La saison 2023 est en voie de récession, par rapport aux festivités organisées en 2022, l’année de la normalité post-pandémique. Loin de verser du pessimisme, nous essayons de faire du journalisme. Nous offrons des données de nos statistiques qui déclenchent une alarme. Au 1er août, l’année dernière, 587 grandes festivités avaient eu lieu dans Espagne. S’y ajoutent les corridas, les génisses et les festivités de rejones et mixtes. Cette année, à la même date du 1er août, 345 grandes festivités ont été célébrées. La différence est brutale : 242 célébrations de moins en 2023 par rapport à 2022.

Dans mundotoro Nous utilisons des statistiques pour analyser, entre autres, la santé de la Fiesta, notre muscle économique et social. L’année 2022 a été une saison de grand rebond, dépassant une nouvelle fois les 1 000 grandes festivités en Espagne, avec des chiffres qui n’ont pas été atteints depuis avant la crise financière qui a commencé (dans la tauromachie) en 2008 et s’est terminée en 2015. Pourtant, 242 festivités moins célébrées au début du mois d’août ont déclenché l’alarme et provoqué la réflexion de tous. On parle de 41,22% de moins.

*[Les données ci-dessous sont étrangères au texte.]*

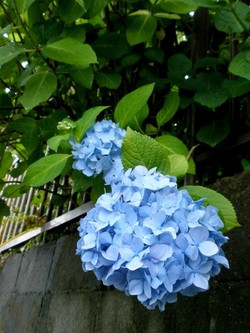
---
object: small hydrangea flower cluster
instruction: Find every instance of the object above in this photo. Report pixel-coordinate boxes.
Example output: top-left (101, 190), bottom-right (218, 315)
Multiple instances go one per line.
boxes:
top-left (77, 166), bottom-right (228, 311)
top-left (71, 120), bottom-right (126, 179)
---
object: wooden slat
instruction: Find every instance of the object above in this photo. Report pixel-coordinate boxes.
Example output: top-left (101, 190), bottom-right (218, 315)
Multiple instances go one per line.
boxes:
top-left (0, 202), bottom-right (93, 253)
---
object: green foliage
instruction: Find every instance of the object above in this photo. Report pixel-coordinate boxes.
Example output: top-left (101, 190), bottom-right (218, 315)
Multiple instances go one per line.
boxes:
top-left (183, 185), bottom-right (240, 231)
top-left (23, 154), bottom-right (70, 186)
top-left (114, 84), bottom-right (154, 128)
top-left (0, 0), bottom-right (250, 231)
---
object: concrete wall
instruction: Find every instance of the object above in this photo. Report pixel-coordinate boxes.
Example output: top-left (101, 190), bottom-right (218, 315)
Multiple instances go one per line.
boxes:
top-left (0, 173), bottom-right (250, 333)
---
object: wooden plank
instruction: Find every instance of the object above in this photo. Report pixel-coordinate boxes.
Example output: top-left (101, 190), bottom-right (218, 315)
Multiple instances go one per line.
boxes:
top-left (0, 202), bottom-right (93, 253)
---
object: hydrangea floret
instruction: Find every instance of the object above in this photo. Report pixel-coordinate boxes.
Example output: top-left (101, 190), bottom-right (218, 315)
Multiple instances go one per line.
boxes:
top-left (77, 165), bottom-right (229, 311)
top-left (70, 119), bottom-right (126, 179)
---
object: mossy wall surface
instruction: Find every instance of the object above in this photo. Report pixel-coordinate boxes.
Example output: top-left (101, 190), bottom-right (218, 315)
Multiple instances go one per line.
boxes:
top-left (0, 172), bottom-right (250, 333)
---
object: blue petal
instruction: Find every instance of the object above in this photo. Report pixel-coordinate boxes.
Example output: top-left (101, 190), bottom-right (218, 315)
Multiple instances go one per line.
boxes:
top-left (189, 226), bottom-right (209, 244)
top-left (150, 244), bottom-right (173, 261)
top-left (102, 245), bottom-right (119, 261)
top-left (128, 280), bottom-right (143, 295)
top-left (126, 256), bottom-right (143, 271)
top-left (199, 241), bottom-right (219, 257)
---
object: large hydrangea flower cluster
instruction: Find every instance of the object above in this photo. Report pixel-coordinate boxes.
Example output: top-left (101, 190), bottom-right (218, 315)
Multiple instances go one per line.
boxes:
top-left (71, 120), bottom-right (126, 179)
top-left (77, 166), bottom-right (228, 311)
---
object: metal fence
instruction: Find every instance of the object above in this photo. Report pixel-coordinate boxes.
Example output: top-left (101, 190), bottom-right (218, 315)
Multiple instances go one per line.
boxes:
top-left (0, 170), bottom-right (92, 252)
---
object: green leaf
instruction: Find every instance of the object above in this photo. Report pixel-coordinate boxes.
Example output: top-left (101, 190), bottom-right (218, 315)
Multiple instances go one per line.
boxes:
top-left (10, 161), bottom-right (28, 178)
top-left (71, 170), bottom-right (93, 193)
top-left (8, 117), bottom-right (37, 133)
top-left (228, 51), bottom-right (250, 80)
top-left (0, 151), bottom-right (13, 178)
top-left (181, 185), bottom-right (240, 231)
top-left (47, 133), bottom-right (72, 152)
top-left (213, 1), bottom-right (250, 33)
top-left (122, 128), bottom-right (170, 174)
top-left (73, 106), bottom-right (109, 142)
top-left (160, 0), bottom-right (198, 14)
top-left (16, 0), bottom-right (35, 14)
top-left (23, 154), bottom-right (71, 187)
top-left (59, 0), bottom-right (86, 23)
top-left (126, 15), bottom-right (157, 45)
top-left (84, 0), bottom-right (109, 17)
top-left (223, 77), bottom-right (250, 98)
top-left (91, 32), bottom-right (131, 60)
top-left (42, 38), bottom-right (97, 67)
top-left (153, 13), bottom-right (181, 20)
top-left (3, 184), bottom-right (30, 198)
top-left (0, 199), bottom-right (10, 222)
top-left (160, 0), bottom-right (218, 14)
top-left (168, 154), bottom-right (188, 178)
top-left (156, 91), bottom-right (180, 127)
top-left (20, 126), bottom-right (41, 155)
top-left (0, 43), bottom-right (26, 67)
top-left (194, 72), bottom-right (229, 109)
top-left (155, 135), bottom-right (195, 174)
top-left (114, 83), bottom-right (154, 128)
top-left (197, 118), bottom-right (230, 147)
top-left (69, 67), bottom-right (94, 89)
top-left (95, 70), bottom-right (122, 89)
top-left (127, 104), bottom-right (149, 132)
top-left (144, 47), bottom-right (165, 64)
top-left (20, 71), bottom-right (57, 110)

‘242 festivités moins célébrées au début du mois d’août ont donné l’alerte et provoqué la réflexion de tous. On parle de 41,22% de moins’

Dans les dans les prochains jours nous analyserons la situation par classe de célébrations. Et la réalité ne plaira à personne. Les coûts du sol des arènes, les frais, les enchères, la récession économique, l’état du terrain, les coûts de production généraux de la tauromachie provoquent une grande récession. Et les mesures qui ont été prises sont clairement insuffisantes. Nous avançons que dans le cas du rejoneo, la question est plus que préoccupante. Mais c’est aussi celui des corridas et corridas, celles-ci en grave danger d’existence.

Par ailleurs, signalons une autre perte grave : celle de la carte taurine, de la présence dans la carte sociale/géographique espagnole. Il est vrai que la progression de « vide » de la Espagne rurale cela nous touche directement. En 2008, au 1er août, 568 villes espagnoles avaient célébré un type de célébration. Dix ans plus tard, en 2018, le nombre est tombé à 235 localités (333 communes qui ne produisaient pas de taureaux ont été perdues). L’année dernière, dans une merveilleuse reprise peut-être due à la soif de taureaux ou à la demande de taureaux, il y avait 345 emplacements. Cette année, jusqu’au 1er août, seules 170 communes ont produit des taureaux. Soit 398 de moins qu’en 2008 et 242 de moins que l’an dernier. Une perte de 65% par rapport à 2022 et, attention, plus de 75% par rapport à 2008.

« Cette année, jusqu’au 1er août, seules 170 villes ont produit des taureaux. Soit 398 de moins qu’en 2008 et 242 de moins que l’an dernier. Une perte de 65% par rapport à 2022 et, attention, plus de 75% par rapport à 2008′

Nous insistons sur le fait que nous ne cherchons pas à alarmer, mais à agiter un secteur sous l’effet du pavot à opium. Il n’est pas vrai que des mesures aient été prises à cet égard. Et la seule chose certaine, c’est que ni les subventions ni les aides millionnaires aux FTL et les décisions des soi-disant comités de crise n’ont servi à rien de plus qu’à masquer la peur de la récession. Ou mettre un manteau de silence dessus. Et nous nous souvenons que nous parlons de perte de salaires pour les professionnels de toutes sortes et les fermes et les emplois autour de ces 242 célébrations de moins cette année.

242 célébrations qui signifient environ 1 100 bulletins de sécurité sociale en moins et le même nombre de salaires, environ 1 450 bovins au champ, bientôt par bateau. Par rapport à 2008, au 21e siècle, l’économie salariale a perdu et l’emploi se traduit par une perte de 41 790 bulletins de sécurité sociale en moins, le même nombre de salaires et 2 388 bovins combattus en moins chaque année de 2008 à 2022/ 2. 3. multiplier. On n’en parle pas, mais mundotoro estime que ces données sont si alarmantes que ceux qui tentent de les dissimuler sous une couverture doivent être alertés. Nous sommes très bons pour tricher au solitaire, mais si nous continuons comme ça, il n’y aura pas de cartes pour les faire.